Most singers were outstanding. Tenor Martin Bakari (Greene Evans) and soprano Tiffany Townsend (America Robinson) received the most applause for their solo turns, but virtually every voice stood out. Again, it was impossible to tell if some voices were stronger than others, or if the strongest voices even benefited from sonic reinforcement. The inconsistency of reinforcement and sound quality left some died-in-the-wool vocal aficionados in varying states of despair.

Conductor Kellen Gray and creator-director Thompson kept the action moving and the eye and ear engaged. Orchestral sound where I sat was rather flat, but the balance between instruments and vocalists seemed ideal (even if some of the balance was achieved via Robertson Witmer’s sound design). 

The cast of ‘Jubilee’ at Seattle Opera (Photo by Philip Newton)

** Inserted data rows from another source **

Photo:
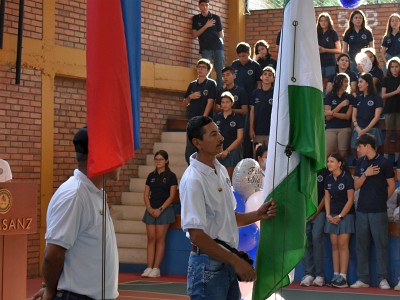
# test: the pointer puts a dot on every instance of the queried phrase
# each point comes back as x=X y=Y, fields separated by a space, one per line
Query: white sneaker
x=154 y=273
x=307 y=280
x=359 y=284
x=146 y=272
x=384 y=285
x=319 y=281
x=397 y=287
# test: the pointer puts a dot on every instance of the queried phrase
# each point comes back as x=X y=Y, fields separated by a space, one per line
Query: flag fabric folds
x=113 y=87
x=296 y=149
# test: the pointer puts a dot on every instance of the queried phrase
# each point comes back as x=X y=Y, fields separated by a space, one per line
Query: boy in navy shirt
x=208 y=28
x=199 y=97
x=374 y=177
x=261 y=108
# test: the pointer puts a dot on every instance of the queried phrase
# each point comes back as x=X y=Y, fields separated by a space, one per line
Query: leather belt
x=196 y=250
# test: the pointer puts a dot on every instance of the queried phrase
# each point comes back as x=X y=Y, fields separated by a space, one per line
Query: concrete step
x=174 y=160
x=137 y=185
x=145 y=170
x=128 y=226
x=132 y=198
x=173 y=137
x=128 y=212
x=171 y=148
x=132 y=240
x=132 y=256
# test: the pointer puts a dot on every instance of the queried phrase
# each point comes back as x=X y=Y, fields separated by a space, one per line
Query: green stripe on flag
x=307 y=136
x=282 y=239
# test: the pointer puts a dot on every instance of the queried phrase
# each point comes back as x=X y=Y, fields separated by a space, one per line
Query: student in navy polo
x=199 y=97
x=367 y=111
x=339 y=200
x=262 y=55
x=261 y=108
x=391 y=96
x=313 y=261
x=374 y=177
x=391 y=40
x=338 y=106
x=375 y=71
x=230 y=125
x=208 y=28
x=248 y=74
x=240 y=106
x=329 y=45
x=357 y=36
x=343 y=66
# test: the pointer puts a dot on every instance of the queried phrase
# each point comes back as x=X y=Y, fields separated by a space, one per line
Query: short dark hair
x=243 y=47
x=366 y=139
x=228 y=69
x=204 y=61
x=194 y=129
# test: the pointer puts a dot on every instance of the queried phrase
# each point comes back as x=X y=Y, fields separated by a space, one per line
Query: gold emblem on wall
x=5 y=201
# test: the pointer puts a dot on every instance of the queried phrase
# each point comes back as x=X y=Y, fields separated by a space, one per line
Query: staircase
x=127 y=217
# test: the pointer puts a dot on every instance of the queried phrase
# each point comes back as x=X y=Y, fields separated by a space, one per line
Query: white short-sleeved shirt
x=207 y=201
x=74 y=222
x=5 y=171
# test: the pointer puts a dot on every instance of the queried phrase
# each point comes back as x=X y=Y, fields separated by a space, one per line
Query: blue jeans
x=375 y=226
x=218 y=59
x=313 y=261
x=210 y=279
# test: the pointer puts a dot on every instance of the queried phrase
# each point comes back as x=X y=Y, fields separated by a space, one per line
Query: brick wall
x=167 y=30
x=20 y=137
x=265 y=24
x=71 y=23
x=33 y=17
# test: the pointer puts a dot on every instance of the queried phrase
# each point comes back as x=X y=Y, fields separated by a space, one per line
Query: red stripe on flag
x=109 y=107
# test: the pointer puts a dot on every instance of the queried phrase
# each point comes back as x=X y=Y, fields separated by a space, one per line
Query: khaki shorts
x=338 y=139
x=392 y=121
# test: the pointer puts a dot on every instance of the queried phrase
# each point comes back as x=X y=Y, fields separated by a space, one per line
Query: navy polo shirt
x=238 y=93
x=352 y=76
x=338 y=191
x=247 y=75
x=160 y=187
x=357 y=40
x=228 y=126
x=268 y=62
x=366 y=106
x=262 y=102
x=208 y=90
x=373 y=193
x=392 y=104
x=328 y=40
x=321 y=184
x=334 y=100
x=209 y=39
x=392 y=43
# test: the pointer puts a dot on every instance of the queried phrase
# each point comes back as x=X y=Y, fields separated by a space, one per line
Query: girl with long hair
x=356 y=36
x=159 y=193
x=366 y=111
x=339 y=207
x=391 y=109
x=338 y=106
x=329 y=45
x=343 y=66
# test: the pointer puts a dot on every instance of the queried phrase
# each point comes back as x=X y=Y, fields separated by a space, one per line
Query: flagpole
x=104 y=241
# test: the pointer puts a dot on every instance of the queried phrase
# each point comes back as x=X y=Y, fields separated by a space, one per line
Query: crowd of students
x=357 y=94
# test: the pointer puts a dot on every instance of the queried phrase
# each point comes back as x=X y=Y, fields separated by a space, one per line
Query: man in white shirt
x=5 y=171
x=72 y=264
x=208 y=213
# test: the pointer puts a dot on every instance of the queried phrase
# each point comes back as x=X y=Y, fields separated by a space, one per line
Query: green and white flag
x=297 y=128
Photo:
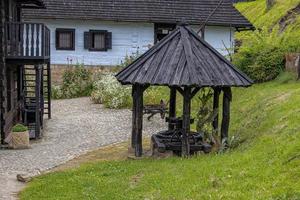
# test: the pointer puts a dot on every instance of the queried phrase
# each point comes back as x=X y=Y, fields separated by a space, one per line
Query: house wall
x=127 y=39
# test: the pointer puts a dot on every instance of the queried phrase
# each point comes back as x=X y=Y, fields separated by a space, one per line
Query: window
x=97 y=40
x=65 y=39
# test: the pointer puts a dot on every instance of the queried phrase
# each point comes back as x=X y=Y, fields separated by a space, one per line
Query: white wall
x=127 y=39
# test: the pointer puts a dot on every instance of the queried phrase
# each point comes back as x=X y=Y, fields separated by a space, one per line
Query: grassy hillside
x=266 y=164
x=262 y=53
x=256 y=12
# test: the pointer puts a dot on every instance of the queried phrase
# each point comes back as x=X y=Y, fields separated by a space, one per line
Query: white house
x=103 y=32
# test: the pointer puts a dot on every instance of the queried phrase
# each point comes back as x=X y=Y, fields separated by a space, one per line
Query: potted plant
x=19 y=137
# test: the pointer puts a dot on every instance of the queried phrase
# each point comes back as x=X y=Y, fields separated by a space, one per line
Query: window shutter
x=108 y=40
x=86 y=40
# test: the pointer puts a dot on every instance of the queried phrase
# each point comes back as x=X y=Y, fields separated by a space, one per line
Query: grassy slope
x=256 y=13
x=267 y=115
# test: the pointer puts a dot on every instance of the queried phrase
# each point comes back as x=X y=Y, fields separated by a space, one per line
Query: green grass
x=266 y=164
x=256 y=12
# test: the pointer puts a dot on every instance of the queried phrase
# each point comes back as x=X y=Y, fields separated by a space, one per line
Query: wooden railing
x=27 y=40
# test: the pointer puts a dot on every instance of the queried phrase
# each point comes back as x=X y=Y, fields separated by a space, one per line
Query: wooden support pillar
x=38 y=80
x=186 y=123
x=137 y=120
x=216 y=103
x=226 y=116
x=49 y=89
x=172 y=108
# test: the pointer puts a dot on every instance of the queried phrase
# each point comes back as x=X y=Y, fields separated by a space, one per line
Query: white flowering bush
x=109 y=92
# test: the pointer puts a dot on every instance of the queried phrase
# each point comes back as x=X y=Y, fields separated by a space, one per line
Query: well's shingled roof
x=183 y=59
x=156 y=11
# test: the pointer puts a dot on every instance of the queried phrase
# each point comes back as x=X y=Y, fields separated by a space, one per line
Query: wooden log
x=216 y=103
x=137 y=126
x=226 y=116
x=186 y=117
x=172 y=108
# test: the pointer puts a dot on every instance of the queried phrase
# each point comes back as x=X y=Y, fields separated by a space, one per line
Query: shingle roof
x=183 y=59
x=163 y=11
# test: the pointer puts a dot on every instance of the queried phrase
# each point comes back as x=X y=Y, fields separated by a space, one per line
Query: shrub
x=19 y=128
x=56 y=92
x=77 y=82
x=111 y=93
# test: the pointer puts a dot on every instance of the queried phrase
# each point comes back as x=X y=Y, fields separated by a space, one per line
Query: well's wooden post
x=226 y=115
x=216 y=103
x=172 y=108
x=137 y=120
x=186 y=117
x=134 y=102
x=38 y=80
x=49 y=92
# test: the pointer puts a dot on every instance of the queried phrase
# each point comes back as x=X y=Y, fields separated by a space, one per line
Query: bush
x=77 y=82
x=111 y=93
x=56 y=92
x=18 y=128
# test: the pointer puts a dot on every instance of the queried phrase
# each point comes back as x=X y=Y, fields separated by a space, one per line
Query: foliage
x=18 y=128
x=77 y=82
x=111 y=93
x=56 y=92
x=265 y=118
x=262 y=53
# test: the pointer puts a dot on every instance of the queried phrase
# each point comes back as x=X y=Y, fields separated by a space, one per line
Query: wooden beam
x=172 y=108
x=38 y=81
x=186 y=123
x=195 y=91
x=216 y=103
x=226 y=116
x=180 y=90
x=137 y=120
x=49 y=89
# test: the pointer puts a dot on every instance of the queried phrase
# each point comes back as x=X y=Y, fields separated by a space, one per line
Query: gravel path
x=77 y=126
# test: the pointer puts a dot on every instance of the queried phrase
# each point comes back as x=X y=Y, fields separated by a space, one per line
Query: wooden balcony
x=27 y=43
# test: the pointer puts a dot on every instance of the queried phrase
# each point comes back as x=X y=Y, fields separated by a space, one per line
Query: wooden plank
x=43 y=41
x=186 y=123
x=137 y=126
x=216 y=103
x=226 y=116
x=22 y=40
x=27 y=40
x=32 y=40
x=37 y=42
x=172 y=107
x=49 y=89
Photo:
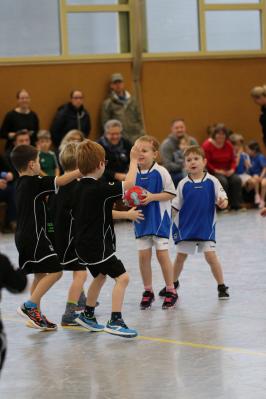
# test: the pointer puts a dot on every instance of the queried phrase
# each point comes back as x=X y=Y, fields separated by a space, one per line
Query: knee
x=123 y=279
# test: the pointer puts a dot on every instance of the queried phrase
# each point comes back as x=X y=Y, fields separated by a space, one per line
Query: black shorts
x=73 y=266
x=112 y=267
x=50 y=264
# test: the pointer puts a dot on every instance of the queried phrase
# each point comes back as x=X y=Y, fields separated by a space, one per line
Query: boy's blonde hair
x=89 y=156
x=68 y=156
x=194 y=149
x=149 y=139
x=43 y=135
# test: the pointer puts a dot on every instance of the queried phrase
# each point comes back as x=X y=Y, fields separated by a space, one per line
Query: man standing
x=122 y=106
x=70 y=116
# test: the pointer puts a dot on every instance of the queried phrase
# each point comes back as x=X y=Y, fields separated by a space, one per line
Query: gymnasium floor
x=203 y=349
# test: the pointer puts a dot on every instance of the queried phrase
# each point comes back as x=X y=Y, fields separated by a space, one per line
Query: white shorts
x=244 y=178
x=193 y=247
x=147 y=242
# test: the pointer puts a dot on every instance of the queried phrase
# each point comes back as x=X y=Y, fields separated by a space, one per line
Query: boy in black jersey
x=36 y=252
x=64 y=234
x=14 y=281
x=95 y=237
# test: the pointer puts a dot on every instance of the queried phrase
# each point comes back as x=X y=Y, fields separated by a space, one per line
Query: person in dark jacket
x=14 y=281
x=20 y=118
x=258 y=94
x=71 y=116
x=117 y=150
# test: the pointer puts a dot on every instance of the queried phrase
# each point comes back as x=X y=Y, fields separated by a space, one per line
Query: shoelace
x=35 y=313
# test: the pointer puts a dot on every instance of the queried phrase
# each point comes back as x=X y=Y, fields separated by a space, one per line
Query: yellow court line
x=242 y=351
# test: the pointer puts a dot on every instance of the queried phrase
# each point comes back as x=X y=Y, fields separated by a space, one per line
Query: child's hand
x=135 y=215
x=263 y=212
x=222 y=203
x=148 y=198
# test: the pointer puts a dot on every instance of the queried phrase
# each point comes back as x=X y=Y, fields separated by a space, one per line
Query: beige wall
x=201 y=91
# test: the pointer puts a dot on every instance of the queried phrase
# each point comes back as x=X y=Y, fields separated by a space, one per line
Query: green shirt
x=48 y=162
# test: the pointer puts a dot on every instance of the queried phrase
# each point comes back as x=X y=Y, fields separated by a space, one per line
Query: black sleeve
x=13 y=280
x=57 y=127
x=6 y=126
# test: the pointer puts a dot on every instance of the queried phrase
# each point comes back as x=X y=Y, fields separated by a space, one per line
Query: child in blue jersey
x=257 y=171
x=194 y=223
x=155 y=228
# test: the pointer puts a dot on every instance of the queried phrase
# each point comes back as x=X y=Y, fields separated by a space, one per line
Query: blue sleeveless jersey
x=157 y=214
x=195 y=203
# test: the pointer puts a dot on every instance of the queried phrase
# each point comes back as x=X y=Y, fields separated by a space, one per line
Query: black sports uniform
x=94 y=230
x=36 y=252
x=63 y=203
x=14 y=281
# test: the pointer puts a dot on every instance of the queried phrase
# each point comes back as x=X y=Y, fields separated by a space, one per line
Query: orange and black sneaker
x=49 y=325
x=33 y=315
x=169 y=300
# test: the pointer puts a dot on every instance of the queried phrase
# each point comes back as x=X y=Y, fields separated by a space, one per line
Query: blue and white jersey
x=157 y=214
x=195 y=202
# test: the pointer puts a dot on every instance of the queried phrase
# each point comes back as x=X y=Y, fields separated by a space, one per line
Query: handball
x=133 y=196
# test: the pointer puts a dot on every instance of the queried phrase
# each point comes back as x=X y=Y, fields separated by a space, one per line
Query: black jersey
x=94 y=230
x=64 y=223
x=31 y=238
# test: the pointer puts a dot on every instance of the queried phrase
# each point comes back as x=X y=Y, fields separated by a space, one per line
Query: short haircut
x=236 y=138
x=21 y=91
x=149 y=139
x=258 y=91
x=89 y=156
x=44 y=135
x=177 y=120
x=68 y=156
x=194 y=149
x=219 y=127
x=22 y=155
x=112 y=123
x=254 y=146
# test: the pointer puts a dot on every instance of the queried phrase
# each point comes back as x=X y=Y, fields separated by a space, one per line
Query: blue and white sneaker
x=118 y=327
x=90 y=323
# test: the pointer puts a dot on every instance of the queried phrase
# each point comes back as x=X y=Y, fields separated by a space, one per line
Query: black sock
x=116 y=315
x=89 y=311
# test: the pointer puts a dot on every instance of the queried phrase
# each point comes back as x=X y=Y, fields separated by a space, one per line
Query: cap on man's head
x=117 y=77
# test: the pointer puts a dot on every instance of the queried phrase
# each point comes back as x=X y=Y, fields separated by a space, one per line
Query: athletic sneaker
x=169 y=300
x=162 y=293
x=118 y=327
x=223 y=292
x=147 y=299
x=69 y=319
x=49 y=325
x=33 y=315
x=89 y=322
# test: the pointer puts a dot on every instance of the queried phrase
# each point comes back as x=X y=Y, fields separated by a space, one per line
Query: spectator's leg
x=235 y=191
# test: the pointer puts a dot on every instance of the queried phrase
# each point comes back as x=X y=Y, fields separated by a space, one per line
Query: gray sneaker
x=69 y=319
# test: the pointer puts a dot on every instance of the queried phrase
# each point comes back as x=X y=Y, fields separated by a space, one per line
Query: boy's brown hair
x=149 y=139
x=89 y=156
x=68 y=156
x=22 y=155
x=194 y=149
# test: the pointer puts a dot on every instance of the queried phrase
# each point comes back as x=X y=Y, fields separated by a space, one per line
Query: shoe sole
x=118 y=333
x=90 y=328
x=21 y=313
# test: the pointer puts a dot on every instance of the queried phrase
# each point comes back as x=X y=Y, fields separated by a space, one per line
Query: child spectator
x=95 y=237
x=36 y=252
x=243 y=164
x=194 y=224
x=154 y=230
x=48 y=161
x=14 y=281
x=258 y=172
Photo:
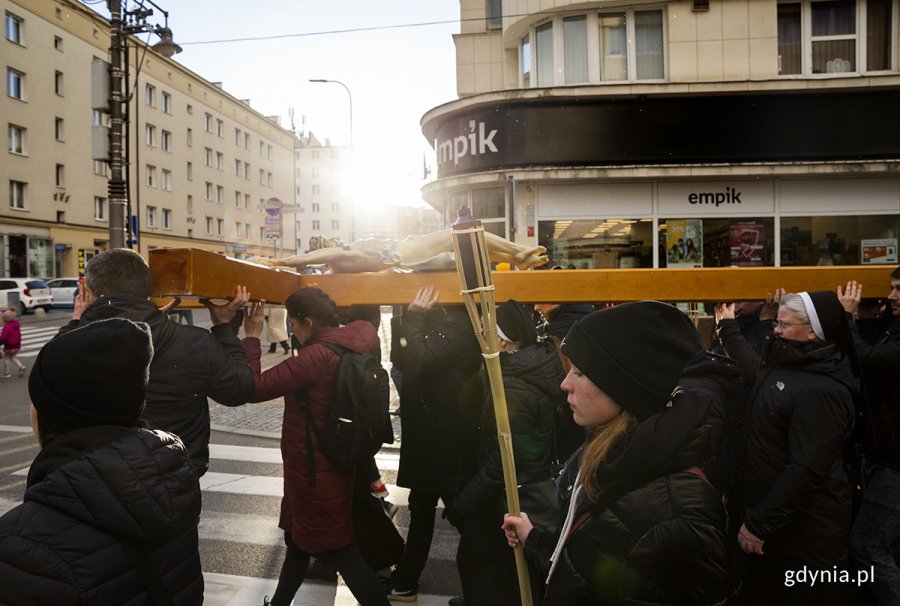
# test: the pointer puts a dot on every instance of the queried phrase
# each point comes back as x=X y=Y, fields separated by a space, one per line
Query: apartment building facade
x=677 y=133
x=203 y=164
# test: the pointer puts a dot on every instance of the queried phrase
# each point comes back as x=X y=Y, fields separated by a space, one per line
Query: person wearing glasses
x=793 y=492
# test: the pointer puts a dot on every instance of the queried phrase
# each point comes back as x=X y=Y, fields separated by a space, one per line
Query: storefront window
x=40 y=258
x=726 y=242
x=598 y=243
x=859 y=240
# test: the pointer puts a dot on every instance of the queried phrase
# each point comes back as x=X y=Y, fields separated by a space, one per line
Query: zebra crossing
x=241 y=497
x=34 y=337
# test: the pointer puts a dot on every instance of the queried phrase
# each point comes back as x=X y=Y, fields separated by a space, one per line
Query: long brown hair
x=602 y=439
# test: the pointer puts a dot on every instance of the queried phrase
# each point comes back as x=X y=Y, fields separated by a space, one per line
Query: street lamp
x=349 y=97
x=135 y=22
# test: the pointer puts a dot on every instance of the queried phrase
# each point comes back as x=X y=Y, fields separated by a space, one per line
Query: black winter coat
x=656 y=534
x=189 y=364
x=880 y=362
x=90 y=490
x=440 y=398
x=531 y=379
x=794 y=491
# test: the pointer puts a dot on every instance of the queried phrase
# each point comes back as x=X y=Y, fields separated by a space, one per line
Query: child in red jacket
x=11 y=339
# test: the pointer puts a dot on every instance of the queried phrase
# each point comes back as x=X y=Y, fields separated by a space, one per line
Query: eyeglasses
x=783 y=325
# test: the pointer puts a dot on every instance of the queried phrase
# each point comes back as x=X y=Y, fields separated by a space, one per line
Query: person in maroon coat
x=315 y=511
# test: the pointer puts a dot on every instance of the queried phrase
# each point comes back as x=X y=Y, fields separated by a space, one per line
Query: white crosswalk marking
x=34 y=337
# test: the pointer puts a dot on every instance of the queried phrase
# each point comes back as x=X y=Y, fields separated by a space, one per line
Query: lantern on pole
x=477 y=289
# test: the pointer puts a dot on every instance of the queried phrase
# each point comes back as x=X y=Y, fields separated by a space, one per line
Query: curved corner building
x=677 y=134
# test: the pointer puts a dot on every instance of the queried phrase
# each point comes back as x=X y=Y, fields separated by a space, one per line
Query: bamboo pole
x=477 y=290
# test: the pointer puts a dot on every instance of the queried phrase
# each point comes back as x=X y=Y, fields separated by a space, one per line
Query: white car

The central two-thirds of set designer Donald Eastman’s minimal backdrop consisted of a flat screen on which projection designer Shawn Duan’s static images changed frequently. Lighting designer Robert Wierzel’s colors were for the most part muted and sometimes changed during spirituals to convey emotional shifts. The approach was far more de rigueur than innovative, but it was effective enough. Props were minimal and usually consisted of little more than simple wooden chairs. Harry Nadal’s costumes were period-correct, but, like the background projections and stage illumination, devoid of brilliance. You can get a decent sense of the staging (minus the backdrop) here.

McDowell’s music and Ingram’s orchestrations were quite lovely, and Ingram aptly succeeded in enhancing rather than obscuring the melody line. Nonetheless, the occasional glitziness that surfaced during orchestral segments betrayed their creators’ roots in musical theater. It all contributed to the feeling of an opera that wasn’t quite an opera.